Pigeons Are No Match for Hi-Bird Ammo

When we’re shooting, we prefer to shoot as much as possible. But blasting through cases of shotgun shells can put a toll on your body just from the repetitive recoil. The pain is worth it when there’s instant gratification like birds on the ground or disintegrated clays.

When Federal Premium introduced Gold Medal Grand shotshells, competitive shotgunners welcomed it with open arms. Gold Medal Grand’s main attractor was its newly developed Softcell wad, a two-piece design with an air pocket instead of a traditional buffer. The air pocket’s job is to reduce felt recoil. Other desirable features of the ammo include a brass-plated steelhead, reloadable hull, laser engraved load information on the hull, high-performance propellant, and a reliable primer.

Federal Premium created Hi-Bird shotshells using the same technology introduced in its Gold Medal Grand. This created a load that high-volume bird hunters could use without feeling like they stepped out of a boxing ring after leaving the field. Pigeon hunting is the perfect sport for Hi-Bird ammo, so much so that Federal included a picture of a pigeon on the box. Hunting pigeons is more feast than famine, with the opportunity to kill hundreds of birds in a single day.


Federal Premium boasts the Hi-Bird ammunition as producing uniform patterns with high-energy lead shot. A miss in the field could be the Indian or the arrow. Testing the proverbial arrow increases confidence by proving the true capabilities of the load.

As with most tests, the results are relative to the conditions in which they were tested.

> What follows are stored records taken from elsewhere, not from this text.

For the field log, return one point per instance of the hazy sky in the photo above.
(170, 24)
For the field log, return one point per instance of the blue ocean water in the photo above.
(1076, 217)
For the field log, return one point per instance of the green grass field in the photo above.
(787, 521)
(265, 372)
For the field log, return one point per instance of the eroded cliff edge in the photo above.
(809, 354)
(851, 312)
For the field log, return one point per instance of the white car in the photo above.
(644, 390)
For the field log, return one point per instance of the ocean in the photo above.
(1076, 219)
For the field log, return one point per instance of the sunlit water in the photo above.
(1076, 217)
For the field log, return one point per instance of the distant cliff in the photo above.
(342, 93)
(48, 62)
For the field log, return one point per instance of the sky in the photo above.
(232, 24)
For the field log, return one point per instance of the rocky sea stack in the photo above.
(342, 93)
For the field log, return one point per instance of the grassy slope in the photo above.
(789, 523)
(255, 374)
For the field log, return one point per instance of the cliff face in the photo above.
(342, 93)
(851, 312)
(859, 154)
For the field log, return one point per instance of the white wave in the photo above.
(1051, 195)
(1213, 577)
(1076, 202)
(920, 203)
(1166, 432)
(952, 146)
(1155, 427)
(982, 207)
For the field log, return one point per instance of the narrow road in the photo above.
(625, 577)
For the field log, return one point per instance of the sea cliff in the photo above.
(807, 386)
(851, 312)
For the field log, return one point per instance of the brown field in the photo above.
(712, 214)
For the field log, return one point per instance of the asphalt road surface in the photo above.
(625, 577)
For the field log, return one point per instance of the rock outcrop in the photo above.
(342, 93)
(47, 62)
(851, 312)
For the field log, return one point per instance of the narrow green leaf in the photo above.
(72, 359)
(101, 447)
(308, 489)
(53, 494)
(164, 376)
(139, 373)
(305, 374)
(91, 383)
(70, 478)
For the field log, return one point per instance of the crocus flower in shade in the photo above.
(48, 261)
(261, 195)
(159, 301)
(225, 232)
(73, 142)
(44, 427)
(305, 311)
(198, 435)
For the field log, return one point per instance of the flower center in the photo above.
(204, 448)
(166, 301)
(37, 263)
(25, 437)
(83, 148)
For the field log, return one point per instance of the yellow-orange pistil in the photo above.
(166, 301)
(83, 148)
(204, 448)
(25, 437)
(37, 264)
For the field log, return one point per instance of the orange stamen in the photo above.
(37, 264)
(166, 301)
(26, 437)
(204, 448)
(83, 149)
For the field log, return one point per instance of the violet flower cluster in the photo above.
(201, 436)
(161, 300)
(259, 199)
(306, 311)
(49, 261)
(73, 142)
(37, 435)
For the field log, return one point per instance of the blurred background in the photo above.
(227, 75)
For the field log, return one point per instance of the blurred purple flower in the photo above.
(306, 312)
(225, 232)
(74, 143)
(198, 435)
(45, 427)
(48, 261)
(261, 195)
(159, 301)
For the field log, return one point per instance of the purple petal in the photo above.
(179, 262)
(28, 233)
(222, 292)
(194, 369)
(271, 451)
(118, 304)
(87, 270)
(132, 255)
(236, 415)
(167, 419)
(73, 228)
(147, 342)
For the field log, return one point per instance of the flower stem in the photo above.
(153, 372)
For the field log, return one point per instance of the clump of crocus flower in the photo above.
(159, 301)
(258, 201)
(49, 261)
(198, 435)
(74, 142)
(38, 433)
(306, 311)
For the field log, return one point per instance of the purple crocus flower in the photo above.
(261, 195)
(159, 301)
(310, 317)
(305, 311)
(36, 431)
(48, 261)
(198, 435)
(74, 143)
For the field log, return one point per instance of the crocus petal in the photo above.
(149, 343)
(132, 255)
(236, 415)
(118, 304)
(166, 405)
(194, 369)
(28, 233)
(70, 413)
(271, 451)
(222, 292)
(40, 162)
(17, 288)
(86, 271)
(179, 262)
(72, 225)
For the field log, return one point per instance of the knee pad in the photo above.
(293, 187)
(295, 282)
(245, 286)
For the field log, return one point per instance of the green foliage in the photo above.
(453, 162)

Results could vary dramatically depending on the shotgun, barrel, barrel length, and choke tube used. Be sure to pattern your gun at the average range you expect to shoot to increase your likelihood of success. Controlled testing was done using a Benelli Black Eagle II with a 26-inch barrel and a modified choke. The Hi-Bird ammo tested was the 7½, 1¼ ounce, 12-gauge load.

hi bird test

Using a 30-inch circle to test the pattern is an industry standard. It gives a measurable standard to determine how effective the load and gun combo is at putting pellets inside of a reasonable kill zone. For the load tested, hitting a pigeon at 40 yards should be effective. With this specific test gun, 40 yards would be the limit for a guaranteed hit. Past that distance, a bird could slip through; however, a dove was taken at 65 yards in one shot.


Consistency of the overall length, shot weight, and charge weight were impressive. Shell length difference was +/-0.0105 inch. Shot weight measured +/-4.35 grains, the difference of +/- 3 to 4 pellets. This test load was labeled as 1¼ shot, meaning the shot weight should be 1.25 ounces. All of the control shells tested had shot weights under 1.25 ounces.

The show-stealer was the charge weight; we’ve seen match-grade factory rifle loads that aren’t as consistent. Hi-Bird’s charge weight showed a difference of +/-0.1 grains — truly shocking. Data proves the Hi-Bird ammo is loaded consistently, this means you should get repeatable results throughout the same case of ammo or those with the same lot number.

Other specs on the box include dram equivalent, muzzle velocity, and shot. When you see “Dram Eq.” on the box, it’s just a unit of measure. One dram is equal to 1/16th of an ounce; 27.34 grains equal one dram.